San’at ki, bizim gözümüzde en çevik ve en gizli usülle Allahı aramanın müessisesidir; nâmütenahî mücerrede, yâni aslî gayesine yaklaştıkça İslâmda değer bulur. Bu bakımdan, bütün İslâm san’atlarından mücerredin şiiri tüter. (İdeolocya Örgüsü)

NUR

Yok bile yokken O vardı;

O bir nur… Ki mutlak saffet.

Âdem, Allah’a yalvardı;

O nur için beni affet!   (Es-Selam)

KEYFİYET

Allah Resûlünün yükseklikler âlemine urûç etmesi… Derece derece ötelerin sırrına ermesi… Nihayet (Son)un son haddini de geçmesi ve hadsizlik ufkuna varması… Bütün nisbet ve kıyasların, içinde kaynayıp yok olduğu ve ulvi bir nur âhenginden ibaret kaldığı vahdet çağlayanına girmesi… Allah’ı görmesi, Allah’la konuşması, Allah’tan emir alması… Miraç kelam aynasında budur ve bunda, Allah’a mekân ve istikamet tayini yoktur. (Çöle İnen Nur)

MÜLKİYET 

Bitişiğindeki evde aç varken sofrasına ilişebilmiş insanı kendinden saymayan İslâm ruhu, sermayenin, oturduğu yerde ter ve yelpazelenme hakkı diye kullandığı faize sed çekici; ve belli başlı bir haddin üstündeki her 40 vâhidden birini içtimaî tasarruf yoliyle bir taraftan muhtaçlara dağıtıcı ve bir taraftan sermayeyi budayıcı ve mala tahâret ve ibâdet teklif edici iki şartiyle, kör ve sağır Yirminci Asır dünyasının, muhtaç olduğu yegâne kurtarıcı ve erdirici sistemidir. (İdeolocya Örgüsü)

KUMARBAZ

Bir kumar masası etrafındaki insanların birbirini yemeye çalıştıkları edâlar kadar vahşi ve iğrenç tavırları, avına karşı hiçbir yırtıcı hayvanda bulamazsınız.

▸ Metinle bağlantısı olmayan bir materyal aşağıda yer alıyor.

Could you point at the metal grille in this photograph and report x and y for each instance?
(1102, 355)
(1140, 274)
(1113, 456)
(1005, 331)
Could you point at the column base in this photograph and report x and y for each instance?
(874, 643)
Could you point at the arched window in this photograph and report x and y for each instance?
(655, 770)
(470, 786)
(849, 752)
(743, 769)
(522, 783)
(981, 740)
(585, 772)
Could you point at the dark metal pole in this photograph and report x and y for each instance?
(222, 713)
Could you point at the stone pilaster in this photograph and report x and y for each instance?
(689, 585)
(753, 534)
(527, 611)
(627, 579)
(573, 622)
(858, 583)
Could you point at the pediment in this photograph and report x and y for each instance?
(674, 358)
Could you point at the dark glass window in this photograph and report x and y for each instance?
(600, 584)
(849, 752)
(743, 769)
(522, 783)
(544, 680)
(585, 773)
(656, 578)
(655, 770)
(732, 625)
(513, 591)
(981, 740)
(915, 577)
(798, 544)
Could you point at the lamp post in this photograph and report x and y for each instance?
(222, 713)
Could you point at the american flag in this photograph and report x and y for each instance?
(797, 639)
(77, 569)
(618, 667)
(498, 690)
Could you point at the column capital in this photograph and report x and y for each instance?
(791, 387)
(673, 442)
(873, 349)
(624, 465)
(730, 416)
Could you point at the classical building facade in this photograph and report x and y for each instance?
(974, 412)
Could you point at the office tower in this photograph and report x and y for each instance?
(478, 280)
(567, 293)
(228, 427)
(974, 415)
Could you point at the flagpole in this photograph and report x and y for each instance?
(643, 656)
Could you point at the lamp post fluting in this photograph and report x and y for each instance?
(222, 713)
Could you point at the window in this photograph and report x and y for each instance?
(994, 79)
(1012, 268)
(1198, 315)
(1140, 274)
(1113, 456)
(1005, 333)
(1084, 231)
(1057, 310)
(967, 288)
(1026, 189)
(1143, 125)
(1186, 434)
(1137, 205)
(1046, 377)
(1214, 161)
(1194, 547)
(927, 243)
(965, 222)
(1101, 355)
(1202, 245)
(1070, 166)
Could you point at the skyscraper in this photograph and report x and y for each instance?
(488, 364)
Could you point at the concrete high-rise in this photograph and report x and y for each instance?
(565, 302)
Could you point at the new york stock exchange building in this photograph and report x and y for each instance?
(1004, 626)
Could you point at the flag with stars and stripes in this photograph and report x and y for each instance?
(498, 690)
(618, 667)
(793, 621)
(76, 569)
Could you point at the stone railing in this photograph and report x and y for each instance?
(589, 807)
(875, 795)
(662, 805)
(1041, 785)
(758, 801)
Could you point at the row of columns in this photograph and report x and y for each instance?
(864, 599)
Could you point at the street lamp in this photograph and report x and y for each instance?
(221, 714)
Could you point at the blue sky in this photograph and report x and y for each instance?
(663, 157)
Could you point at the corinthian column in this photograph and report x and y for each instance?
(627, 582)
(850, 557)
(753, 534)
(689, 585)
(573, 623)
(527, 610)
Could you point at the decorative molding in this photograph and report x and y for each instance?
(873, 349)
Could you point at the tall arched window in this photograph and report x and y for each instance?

Kumarda insan elinin aldığı kanlı pençe şeklini, acaba leş yiyen hangi kuşun pıhtılı gagasında görebilirsiniz. (Hikâyelerim)

GAZANFER – (Necati’ye) İşte bütün dava bu inceliği kavramakta. Ordu makineleşmiş bir mefkûredir. Onu fikir besler, siyaset öldürür. Çünkü siyaset fikrin kendisi değil, posasıdır. (Tohum)

FELSEFE

Felsefe hakikati başıboş arama sistemidir! Bizim rejimiz olsa, üniversitemizde, felsefeyi; “Bakın, ne kadar batıl olduğunu görün dünyada!” demek, batılın kaç şubesi olduğunu tanıtmak için okuturuz. İslam’da ise bağlı hakikat vardır!.. Hakikate bağlandıktan sonra serbest çıkış yoktur!.. Onun hikmetleri vardır ve ismi felsefe değildir!.. (Hesaplaşma)

ULU HAKAN ABDÜLHAMÎD HAN

Abdülhamîd – Avrupalı bize başıboşluk hürriyetini şırınga ederek vücudumuzu ve beynimizi dondurdu, bünyemizi ihtilale verdi, sonra da bizi uzuv uzuv parçalamaya başladı. (İbrahim Ethem)

HADLER

Resûle Allah dememek şartıyla ne denilse az… Sahabiye nebi dememek ve yalnız nebilere mahsus vasıfları kondurmamak şartıyla ne denilse az… Velileri de asla sahabi, hususiyle nebi, ve resul vasıflarına ve mertebesine yükseltmeden, bu sınır içinde istenildiği gibi yüceltmek caiz… (O ve Ben)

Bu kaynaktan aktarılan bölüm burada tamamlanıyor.